Barroga C F, Stevenson J K, Schwarz E M, Verma I M
Molecular Biology and Virology Laboratory, Salk Institute, San Diego, CA 92186-5800, USA.
Proc Natl Acad Sci U S A. 1995 Aug 15;92(17):7637-41. doi: 10.1073/pnas.92.17.7637.

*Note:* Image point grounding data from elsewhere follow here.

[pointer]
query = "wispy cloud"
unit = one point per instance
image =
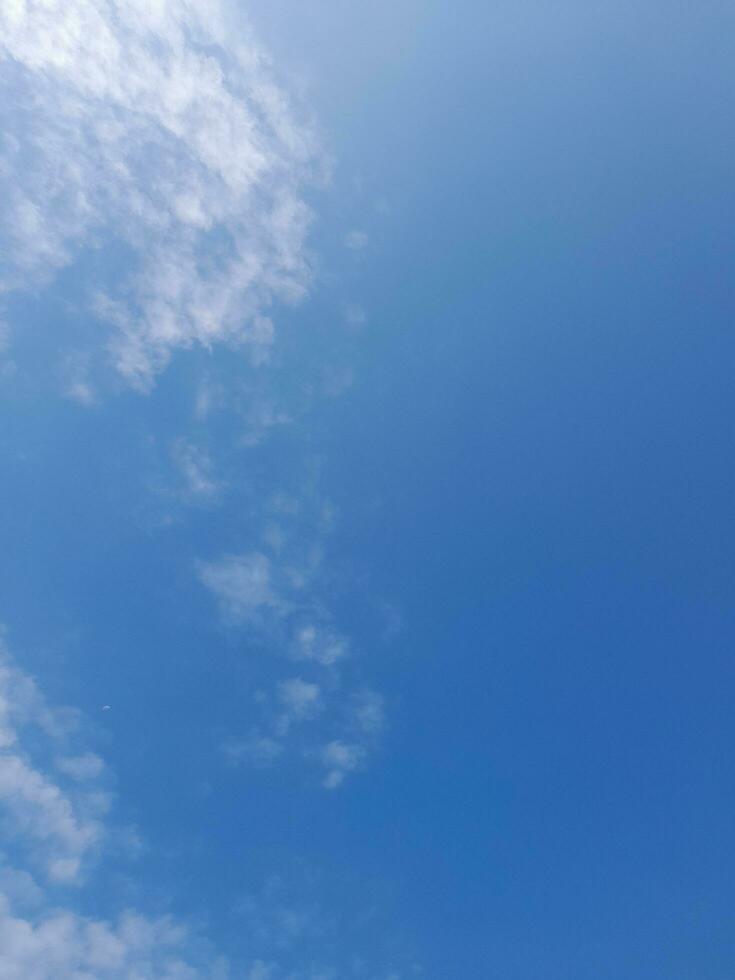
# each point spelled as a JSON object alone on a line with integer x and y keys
{"x": 144, "y": 124}
{"x": 59, "y": 826}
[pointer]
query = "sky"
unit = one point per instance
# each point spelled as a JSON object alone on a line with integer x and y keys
{"x": 366, "y": 490}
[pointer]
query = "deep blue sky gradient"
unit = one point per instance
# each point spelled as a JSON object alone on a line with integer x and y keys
{"x": 533, "y": 467}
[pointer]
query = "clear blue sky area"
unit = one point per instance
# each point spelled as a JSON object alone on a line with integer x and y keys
{"x": 367, "y": 490}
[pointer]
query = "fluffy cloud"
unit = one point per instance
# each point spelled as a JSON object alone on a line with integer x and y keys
{"x": 58, "y": 827}
{"x": 61, "y": 945}
{"x": 143, "y": 125}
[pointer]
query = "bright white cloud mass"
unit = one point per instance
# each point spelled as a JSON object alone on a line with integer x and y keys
{"x": 145, "y": 124}
{"x": 153, "y": 133}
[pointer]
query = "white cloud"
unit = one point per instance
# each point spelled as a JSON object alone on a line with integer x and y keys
{"x": 340, "y": 759}
{"x": 59, "y": 944}
{"x": 196, "y": 471}
{"x": 158, "y": 126}
{"x": 81, "y": 767}
{"x": 260, "y": 751}
{"x": 57, "y": 830}
{"x": 243, "y": 586}
{"x": 60, "y": 828}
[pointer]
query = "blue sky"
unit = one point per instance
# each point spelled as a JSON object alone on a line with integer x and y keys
{"x": 366, "y": 491}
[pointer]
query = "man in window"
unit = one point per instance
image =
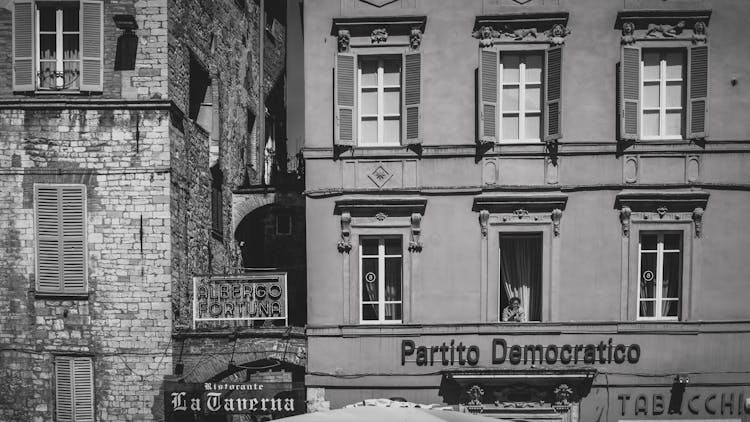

The NF-kappa B/Rel proteins are sequestered in the cytoplasm in association with the phosphorylated form of I kappa B alpha. Upon induction with a wide variety of agents, the activity of NF-kappa B/Rel proteins is preceded by the rapid degradation of I kappa B alpha protein. We report the identification and partial purification of a cellular kinase from unstimulated or stimulated murine cells, which specifically phosphorylates the C terminus of I kappa B alpha. There are several consensus sites for casein kinase II (CKII) in the C-terminal region of I kappa B alpha. Additionally, the activity of the cellular kinase is blocked by antibodies against the alpha subunit of CKII. No phosphorylation of the C-terminal region of I kappa B alpha can be detected if the five possible serine and threonine residues that can be phosphorylated by CKII are mutated to alanine. A two-dimensional tryptic phosphopeptide map of I kappa B alpha from unstimulated cells was identical to that obtained by in vitro phosphorylation of I kappa B alpha with the partially purified cellular kinase. We propose that constitutive phosphorylation of I kappa B alpha is carried out by CKII.
NF-κB/Rel蛋白与IκBα的磷酸化形式结合而被隔离在细胞质中。在用多种试剂诱导后,IκBα蛋白迅速降解,随后NF-κB/Rel蛋白的活性被激活。我们报道了从不经刺激或经刺激的鼠细胞中鉴定并部分纯化出一种细胞激酶,该激酶能特异性地使IκBα的C末端磷酸化。IκBα的C末端区域存在几个酪蛋白激酶II(CKII)的共有位点。此外,该细胞激酶的活性被抗CKIIα亚基的抗体所阻断。如果将CKII可磷酸化的五个可能的丝氨酸和苏氨酸残基突变为丙氨酸,则无法检测到IκBα的C末端区域的磷酸化。未经刺激的细胞中IκBα的二维胰蛋白酶磷酸肽图谱与用部分纯化的细胞激酶对IκBα进行体外磷酸化所获得的图谱相同。我们认为IκBα的组成型磷酸化是由CKII进行的。